Накопил денег, дом хороший в деревне себе построил, сестра у него жила с племянниками. А сам вдовый был, бездетный. Ну, жил и жил, с перемогами. Тройное получал! А теперь слушай про его будто грех…
Годов шесть тому было. Роботали мы по храму Христа Спасителя, от больших подрядчиков. Каменный он весь, а и нашей роботки там много было… помосты там, леса ставили, переводы-подводы, то-сё… обшивочки, и под куполом много было всякого подмостья. Приехал государь поглядеть, спорные были переделки. В семьдесят в третьем, что ли, годе, в августе месяце, тёпло еще было. Ну, все подрядчики по такому случаю артели выставили, показаться государю, царю-освободителю, Лександре Николаичу нашему. Приодели робят в чистое во все. И мы с другими, большая наша была артель, видный такой народ… худого не скажу, всегда хорошие у нас харчи были, каши не поедали – отваливались. Вот государь посмотрел всю отделку, доволен остался. Выходит с провожатыми, со всеми генералами и князьями. И наш, стало быть, Владимир Ондреич, князь Долгоруков, с ними, генерал-губернатор. Очень его государь жаловал. И наш еще Лександра Лександрыч Козлов, самый обер-польцимейстер, бравый такой, дли-инные усы, хвостами, хороший человек, зря никого не обижал. Ну, которые начальство при постройке – показывают робят, робочий народ. Государь поздоровался, покивал, да… сияние от него такое, всякие медали… «Спасибо, – говорит, – молодцы!»
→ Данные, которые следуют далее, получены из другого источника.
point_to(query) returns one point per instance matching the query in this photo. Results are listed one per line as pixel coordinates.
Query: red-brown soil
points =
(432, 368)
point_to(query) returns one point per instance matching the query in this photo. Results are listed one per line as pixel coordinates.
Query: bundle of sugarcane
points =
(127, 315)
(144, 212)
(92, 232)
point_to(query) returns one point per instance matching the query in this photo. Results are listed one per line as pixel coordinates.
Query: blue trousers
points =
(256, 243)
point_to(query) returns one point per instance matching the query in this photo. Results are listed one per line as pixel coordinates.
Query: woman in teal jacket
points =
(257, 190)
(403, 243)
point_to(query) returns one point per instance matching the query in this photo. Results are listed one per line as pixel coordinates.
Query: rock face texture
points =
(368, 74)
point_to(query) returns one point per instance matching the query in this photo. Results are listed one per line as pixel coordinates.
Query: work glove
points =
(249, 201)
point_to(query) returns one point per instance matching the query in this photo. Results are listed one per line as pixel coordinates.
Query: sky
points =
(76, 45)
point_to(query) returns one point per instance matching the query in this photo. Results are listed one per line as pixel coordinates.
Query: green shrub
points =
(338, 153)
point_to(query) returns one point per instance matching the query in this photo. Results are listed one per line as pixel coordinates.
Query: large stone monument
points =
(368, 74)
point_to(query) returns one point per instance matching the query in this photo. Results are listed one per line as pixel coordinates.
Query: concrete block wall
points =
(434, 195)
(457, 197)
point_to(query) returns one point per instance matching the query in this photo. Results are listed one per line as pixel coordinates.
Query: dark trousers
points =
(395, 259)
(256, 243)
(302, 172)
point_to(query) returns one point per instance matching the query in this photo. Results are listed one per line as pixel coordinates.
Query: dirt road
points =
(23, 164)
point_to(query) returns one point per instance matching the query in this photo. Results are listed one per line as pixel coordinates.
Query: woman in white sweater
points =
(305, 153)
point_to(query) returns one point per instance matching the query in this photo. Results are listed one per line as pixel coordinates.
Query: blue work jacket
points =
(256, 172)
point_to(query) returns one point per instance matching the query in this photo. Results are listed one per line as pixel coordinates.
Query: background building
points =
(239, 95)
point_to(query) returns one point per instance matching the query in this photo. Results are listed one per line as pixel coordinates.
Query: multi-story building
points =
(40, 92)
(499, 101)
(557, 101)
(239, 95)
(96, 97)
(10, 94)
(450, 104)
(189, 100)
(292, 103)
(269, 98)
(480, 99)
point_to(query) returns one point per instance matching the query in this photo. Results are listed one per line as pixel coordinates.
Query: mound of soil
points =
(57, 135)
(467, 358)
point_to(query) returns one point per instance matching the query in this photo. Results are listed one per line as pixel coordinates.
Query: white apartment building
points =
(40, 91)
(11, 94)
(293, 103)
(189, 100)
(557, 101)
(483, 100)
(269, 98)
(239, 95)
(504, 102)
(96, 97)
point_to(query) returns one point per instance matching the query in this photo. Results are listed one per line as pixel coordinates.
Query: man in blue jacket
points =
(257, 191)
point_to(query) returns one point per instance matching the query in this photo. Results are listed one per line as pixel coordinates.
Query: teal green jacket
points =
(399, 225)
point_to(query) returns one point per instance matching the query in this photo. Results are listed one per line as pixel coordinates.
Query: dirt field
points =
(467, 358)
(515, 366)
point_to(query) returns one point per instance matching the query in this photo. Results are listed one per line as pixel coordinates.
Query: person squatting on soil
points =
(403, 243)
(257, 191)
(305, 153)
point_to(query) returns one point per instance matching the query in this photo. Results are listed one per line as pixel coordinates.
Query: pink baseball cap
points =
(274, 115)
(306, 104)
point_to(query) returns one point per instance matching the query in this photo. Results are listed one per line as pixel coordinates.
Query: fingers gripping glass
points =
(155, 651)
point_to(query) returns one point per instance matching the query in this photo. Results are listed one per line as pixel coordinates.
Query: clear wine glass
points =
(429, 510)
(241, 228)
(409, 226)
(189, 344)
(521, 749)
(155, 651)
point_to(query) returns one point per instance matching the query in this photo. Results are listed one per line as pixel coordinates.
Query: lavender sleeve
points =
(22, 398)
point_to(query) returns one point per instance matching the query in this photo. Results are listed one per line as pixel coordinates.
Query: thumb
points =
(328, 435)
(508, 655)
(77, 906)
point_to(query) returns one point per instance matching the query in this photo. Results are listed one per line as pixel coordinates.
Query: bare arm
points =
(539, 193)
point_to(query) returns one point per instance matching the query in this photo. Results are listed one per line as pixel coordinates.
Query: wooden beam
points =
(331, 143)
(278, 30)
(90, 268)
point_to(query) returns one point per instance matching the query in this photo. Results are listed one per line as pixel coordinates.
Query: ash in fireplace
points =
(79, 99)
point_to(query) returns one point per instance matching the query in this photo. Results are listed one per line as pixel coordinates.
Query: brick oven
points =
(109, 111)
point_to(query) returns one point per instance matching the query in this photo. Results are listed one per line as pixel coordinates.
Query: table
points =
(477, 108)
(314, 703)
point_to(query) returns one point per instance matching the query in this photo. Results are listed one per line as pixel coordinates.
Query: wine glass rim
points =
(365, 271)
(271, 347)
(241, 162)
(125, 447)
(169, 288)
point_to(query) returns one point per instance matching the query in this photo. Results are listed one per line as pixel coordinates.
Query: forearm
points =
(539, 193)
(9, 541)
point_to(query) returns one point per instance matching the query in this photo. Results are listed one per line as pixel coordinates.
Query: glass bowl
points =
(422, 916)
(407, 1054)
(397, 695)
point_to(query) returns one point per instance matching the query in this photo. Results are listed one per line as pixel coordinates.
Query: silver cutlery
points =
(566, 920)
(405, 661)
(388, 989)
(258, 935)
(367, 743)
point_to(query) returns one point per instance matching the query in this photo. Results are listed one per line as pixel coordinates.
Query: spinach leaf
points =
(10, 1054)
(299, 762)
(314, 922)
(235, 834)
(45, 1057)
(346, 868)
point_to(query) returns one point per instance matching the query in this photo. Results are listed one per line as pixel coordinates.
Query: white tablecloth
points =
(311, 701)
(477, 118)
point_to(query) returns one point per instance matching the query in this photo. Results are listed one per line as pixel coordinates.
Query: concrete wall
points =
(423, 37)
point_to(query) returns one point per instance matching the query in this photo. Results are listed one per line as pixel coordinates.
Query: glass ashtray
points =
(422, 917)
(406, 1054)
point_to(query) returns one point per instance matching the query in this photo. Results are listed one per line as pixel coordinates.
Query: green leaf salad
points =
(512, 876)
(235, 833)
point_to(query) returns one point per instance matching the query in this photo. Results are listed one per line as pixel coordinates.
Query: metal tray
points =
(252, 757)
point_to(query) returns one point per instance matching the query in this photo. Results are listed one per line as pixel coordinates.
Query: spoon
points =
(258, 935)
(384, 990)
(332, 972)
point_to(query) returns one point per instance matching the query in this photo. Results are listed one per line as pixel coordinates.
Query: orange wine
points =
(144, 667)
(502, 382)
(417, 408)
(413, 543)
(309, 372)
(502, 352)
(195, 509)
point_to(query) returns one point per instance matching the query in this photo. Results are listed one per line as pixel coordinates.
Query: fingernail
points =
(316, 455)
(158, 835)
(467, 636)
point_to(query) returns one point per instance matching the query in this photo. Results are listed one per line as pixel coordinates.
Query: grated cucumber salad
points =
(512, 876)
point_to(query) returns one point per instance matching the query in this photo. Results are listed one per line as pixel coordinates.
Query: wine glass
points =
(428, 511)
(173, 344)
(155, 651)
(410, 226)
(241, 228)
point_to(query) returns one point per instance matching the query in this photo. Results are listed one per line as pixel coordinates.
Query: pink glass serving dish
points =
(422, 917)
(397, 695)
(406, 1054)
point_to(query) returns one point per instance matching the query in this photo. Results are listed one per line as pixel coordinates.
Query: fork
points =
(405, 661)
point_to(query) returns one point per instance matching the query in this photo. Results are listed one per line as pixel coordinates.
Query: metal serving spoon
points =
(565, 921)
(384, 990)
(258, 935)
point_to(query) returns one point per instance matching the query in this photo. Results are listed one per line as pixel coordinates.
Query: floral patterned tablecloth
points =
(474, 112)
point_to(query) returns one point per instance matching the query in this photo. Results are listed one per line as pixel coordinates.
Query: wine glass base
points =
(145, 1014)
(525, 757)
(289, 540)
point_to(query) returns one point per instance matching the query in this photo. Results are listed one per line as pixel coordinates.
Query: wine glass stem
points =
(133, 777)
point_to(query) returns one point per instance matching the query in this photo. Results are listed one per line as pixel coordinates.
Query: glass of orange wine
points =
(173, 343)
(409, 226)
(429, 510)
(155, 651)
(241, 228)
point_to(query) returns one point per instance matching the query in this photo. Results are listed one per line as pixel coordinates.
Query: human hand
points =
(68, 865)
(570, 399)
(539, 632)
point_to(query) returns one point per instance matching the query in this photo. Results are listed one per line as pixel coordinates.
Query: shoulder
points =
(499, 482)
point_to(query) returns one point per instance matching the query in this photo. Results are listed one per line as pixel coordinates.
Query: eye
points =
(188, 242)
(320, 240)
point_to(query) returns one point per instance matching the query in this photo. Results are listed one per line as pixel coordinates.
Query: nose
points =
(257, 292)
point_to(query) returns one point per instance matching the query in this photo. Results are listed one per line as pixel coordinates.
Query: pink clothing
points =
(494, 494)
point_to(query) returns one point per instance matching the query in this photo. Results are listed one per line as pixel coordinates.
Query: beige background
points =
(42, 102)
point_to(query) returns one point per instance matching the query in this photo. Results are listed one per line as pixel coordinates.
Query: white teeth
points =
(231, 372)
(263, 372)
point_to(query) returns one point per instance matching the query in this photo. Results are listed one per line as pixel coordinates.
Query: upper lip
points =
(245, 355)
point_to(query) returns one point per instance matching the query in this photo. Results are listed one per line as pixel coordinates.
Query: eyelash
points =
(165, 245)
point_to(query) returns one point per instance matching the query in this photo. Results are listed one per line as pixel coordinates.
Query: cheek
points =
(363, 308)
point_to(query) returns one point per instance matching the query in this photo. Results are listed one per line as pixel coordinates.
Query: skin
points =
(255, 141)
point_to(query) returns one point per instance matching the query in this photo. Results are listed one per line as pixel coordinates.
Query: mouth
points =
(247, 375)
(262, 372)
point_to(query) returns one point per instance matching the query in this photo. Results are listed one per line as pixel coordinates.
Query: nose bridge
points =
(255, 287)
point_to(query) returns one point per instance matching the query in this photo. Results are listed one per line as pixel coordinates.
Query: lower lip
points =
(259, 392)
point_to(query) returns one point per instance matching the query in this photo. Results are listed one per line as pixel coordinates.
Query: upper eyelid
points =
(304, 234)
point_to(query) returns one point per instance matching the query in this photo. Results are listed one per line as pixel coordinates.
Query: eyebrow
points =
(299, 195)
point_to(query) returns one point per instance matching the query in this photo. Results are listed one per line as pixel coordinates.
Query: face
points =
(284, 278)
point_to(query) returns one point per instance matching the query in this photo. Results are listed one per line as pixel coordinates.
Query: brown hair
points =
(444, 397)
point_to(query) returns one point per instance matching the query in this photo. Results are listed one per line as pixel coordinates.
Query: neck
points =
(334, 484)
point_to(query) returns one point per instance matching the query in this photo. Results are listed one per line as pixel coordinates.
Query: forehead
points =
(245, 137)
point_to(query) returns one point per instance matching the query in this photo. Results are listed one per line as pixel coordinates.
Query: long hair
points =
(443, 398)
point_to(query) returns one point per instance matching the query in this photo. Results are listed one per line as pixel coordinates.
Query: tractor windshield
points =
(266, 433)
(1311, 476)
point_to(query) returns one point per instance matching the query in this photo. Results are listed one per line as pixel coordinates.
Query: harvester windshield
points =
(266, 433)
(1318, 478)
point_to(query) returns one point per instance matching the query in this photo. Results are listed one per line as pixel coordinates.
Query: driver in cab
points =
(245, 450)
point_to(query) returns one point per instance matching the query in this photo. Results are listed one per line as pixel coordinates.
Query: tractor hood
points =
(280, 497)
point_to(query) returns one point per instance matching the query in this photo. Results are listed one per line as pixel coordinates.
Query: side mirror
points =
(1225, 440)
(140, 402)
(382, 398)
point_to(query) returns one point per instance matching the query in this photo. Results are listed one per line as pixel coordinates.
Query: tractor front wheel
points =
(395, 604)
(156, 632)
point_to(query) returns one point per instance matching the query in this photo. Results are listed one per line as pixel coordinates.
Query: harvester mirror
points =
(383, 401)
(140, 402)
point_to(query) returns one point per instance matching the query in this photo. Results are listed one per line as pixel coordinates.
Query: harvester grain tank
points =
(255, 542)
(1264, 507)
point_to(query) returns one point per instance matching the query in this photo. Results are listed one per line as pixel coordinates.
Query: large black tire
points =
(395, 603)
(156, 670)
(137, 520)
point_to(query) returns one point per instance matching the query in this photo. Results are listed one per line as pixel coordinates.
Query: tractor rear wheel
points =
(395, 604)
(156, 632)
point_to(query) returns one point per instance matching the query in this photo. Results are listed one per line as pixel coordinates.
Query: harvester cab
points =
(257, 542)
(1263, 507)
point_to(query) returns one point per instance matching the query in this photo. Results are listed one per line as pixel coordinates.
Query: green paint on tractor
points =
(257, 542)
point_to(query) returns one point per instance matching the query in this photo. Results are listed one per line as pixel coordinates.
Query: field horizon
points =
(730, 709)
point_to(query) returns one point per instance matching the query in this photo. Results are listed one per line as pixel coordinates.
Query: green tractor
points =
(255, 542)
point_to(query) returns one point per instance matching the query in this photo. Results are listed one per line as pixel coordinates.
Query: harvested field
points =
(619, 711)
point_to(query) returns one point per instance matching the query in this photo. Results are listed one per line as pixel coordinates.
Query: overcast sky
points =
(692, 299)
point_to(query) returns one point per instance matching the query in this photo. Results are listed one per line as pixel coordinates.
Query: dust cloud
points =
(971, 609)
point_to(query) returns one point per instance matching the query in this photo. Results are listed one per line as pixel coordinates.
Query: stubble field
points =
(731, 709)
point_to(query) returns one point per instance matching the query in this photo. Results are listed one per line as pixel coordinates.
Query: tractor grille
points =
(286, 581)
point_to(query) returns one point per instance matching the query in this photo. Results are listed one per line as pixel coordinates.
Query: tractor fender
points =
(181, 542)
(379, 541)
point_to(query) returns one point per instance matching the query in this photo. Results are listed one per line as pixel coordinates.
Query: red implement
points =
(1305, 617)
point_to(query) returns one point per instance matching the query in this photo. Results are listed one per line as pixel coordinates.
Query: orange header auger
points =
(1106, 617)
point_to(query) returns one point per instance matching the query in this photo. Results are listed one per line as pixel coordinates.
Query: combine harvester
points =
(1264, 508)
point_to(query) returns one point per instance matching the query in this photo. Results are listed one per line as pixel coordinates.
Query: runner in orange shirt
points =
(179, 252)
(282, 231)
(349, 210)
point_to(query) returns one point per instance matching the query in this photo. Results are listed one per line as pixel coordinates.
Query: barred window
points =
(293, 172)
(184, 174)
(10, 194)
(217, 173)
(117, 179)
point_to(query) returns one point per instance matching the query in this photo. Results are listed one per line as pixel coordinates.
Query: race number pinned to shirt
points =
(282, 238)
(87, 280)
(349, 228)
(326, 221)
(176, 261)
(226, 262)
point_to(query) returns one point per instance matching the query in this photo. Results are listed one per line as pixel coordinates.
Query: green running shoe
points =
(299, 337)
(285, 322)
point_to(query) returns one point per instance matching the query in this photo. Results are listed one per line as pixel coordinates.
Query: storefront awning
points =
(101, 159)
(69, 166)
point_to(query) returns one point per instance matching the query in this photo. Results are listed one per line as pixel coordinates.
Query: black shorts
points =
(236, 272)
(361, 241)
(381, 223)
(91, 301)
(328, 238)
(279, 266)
Ну, «ура» покричали, хорошо. К нам подходит. А Мартын первый с краю стоял, высокий, в розовой рубахе новой, борода седая, по сех пор, хороший такой ликом, благочестивый. Государь и приостановился, пондравился ему, стало быть, наш Мартын. «Хорош, – говорит, – старик… самый русской!» А Козлов-то князю Долгорукому и доложи: «Может государю его величеству глаз свой доказать, чего ни у кого нет». А он, стало быть, про Мартына знал. Роботали мы в доме генерал-губернатора, на Тверской, против каланчи, и Мартын князю-то секрет свой и доказал. А по тому секрету звали Мартына так: «Мартын, покажи аршин![24]